Helmut Newton, the death of Polaroid, and more

  • Mike Johnston shares a number of interesting thoughts on recent photographic news.  Talking about those huge zoom lenses, he says, “[W]hat people are really interested in is who can buy the biggest, baddest, most expensive status symbol in the form of massive glass. Plus, the narrowed field of view of the smaller sensor has now come into direct conflict with the preferred status symbol in sensors, so-called “full-frame” (i.e., 35mm size). We’re back to the best of both worlds in terms of one-upsmanship: the people with the biggest sensors also need the biggest lenses. Perfect.”
  • James Danziger has posted a short, funny, and salty interview with the late Helmut Newton:
    • Q: Your about to be published autobiography stops in 1982. What have the readers missed?
    • A: Nothing! People who reach their goals are very uninteresting. What could I have written about the last 20 years? I met a lot of awfully boring Hollywood bimbos. I earned a lot of money. I fly only first class. [Via]
  • You’ve probably heard that Polaroid film production is reaching its end.  One can, however, convert a Polaroid cam to digital [Via], and while the film stocks last they lend themselves to painterly manipulation. [Via
    Ashish Mukharji]
  • I’m sure my folks in Illinois can relate to this beautiful ice.  Certain things I’m happy to observe from afar. [Via]
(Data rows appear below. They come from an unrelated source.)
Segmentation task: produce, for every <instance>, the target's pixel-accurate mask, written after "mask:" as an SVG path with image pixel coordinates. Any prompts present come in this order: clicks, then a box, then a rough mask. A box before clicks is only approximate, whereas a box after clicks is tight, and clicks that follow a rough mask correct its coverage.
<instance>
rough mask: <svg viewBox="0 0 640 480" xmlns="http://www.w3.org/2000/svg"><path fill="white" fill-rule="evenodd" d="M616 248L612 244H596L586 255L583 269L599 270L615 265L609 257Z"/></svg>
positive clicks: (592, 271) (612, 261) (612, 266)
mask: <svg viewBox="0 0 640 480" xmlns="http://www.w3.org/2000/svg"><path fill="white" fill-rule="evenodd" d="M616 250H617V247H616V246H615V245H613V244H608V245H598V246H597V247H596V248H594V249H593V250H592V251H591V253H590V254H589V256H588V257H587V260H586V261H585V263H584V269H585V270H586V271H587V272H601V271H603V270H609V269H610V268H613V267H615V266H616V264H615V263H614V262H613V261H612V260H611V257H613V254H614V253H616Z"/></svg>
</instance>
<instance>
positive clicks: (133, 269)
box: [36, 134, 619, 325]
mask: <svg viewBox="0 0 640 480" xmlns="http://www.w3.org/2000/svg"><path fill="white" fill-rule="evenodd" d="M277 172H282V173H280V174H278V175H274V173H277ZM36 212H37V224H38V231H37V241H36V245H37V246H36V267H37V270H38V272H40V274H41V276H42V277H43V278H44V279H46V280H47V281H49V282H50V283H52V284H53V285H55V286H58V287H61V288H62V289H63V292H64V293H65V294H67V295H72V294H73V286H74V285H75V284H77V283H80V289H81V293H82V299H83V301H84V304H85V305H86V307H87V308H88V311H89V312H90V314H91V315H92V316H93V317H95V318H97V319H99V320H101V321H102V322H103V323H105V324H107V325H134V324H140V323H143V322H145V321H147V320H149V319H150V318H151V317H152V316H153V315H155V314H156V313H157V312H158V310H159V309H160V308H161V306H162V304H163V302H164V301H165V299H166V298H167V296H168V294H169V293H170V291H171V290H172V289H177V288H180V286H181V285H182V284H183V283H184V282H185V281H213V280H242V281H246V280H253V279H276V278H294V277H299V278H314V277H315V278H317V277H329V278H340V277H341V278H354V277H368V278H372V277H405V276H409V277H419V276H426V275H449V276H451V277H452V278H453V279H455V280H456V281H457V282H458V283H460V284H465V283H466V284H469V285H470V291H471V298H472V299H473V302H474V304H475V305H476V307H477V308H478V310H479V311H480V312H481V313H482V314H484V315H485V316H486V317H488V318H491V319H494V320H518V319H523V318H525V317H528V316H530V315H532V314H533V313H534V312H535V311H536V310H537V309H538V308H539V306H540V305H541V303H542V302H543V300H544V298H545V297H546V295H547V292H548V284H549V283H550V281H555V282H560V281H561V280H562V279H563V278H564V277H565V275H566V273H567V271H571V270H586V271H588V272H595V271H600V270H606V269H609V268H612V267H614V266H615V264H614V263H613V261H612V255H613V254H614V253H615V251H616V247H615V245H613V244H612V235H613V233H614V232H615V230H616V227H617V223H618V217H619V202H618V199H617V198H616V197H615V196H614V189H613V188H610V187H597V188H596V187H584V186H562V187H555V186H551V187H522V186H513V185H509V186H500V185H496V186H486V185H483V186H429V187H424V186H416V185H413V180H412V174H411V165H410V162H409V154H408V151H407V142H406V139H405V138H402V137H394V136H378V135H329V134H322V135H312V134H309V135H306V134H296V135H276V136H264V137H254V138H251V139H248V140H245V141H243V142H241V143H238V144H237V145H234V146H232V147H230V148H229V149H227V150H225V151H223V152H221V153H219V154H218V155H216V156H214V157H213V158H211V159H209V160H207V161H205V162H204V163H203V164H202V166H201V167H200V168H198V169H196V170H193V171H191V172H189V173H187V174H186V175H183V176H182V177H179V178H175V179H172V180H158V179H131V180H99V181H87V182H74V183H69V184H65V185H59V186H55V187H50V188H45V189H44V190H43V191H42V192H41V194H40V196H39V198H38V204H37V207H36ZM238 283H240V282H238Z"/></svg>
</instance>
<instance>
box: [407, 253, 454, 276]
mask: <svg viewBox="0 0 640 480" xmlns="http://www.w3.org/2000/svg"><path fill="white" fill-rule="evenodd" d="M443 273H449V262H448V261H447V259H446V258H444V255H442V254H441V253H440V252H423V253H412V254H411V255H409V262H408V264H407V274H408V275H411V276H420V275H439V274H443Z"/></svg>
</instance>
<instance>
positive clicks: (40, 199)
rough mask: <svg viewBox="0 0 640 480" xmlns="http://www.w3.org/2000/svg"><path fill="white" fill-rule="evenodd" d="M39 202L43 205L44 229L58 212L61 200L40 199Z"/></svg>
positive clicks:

  • Storm chaser Jim Reed risks life, limb, and gear to get some amazing shots, cataloged in his book. [Via]
  • Image database Covering Photography is billed as “a web-based archive and resource for the study of the relationship between the history of photography and book cover design.” [Via]
  • I’m late in posting it, but I enjoyed this unusual photo of Sen. John Edwards on the campaign trail. [Via]
  • Dan Heller’s blog covers the business of photography.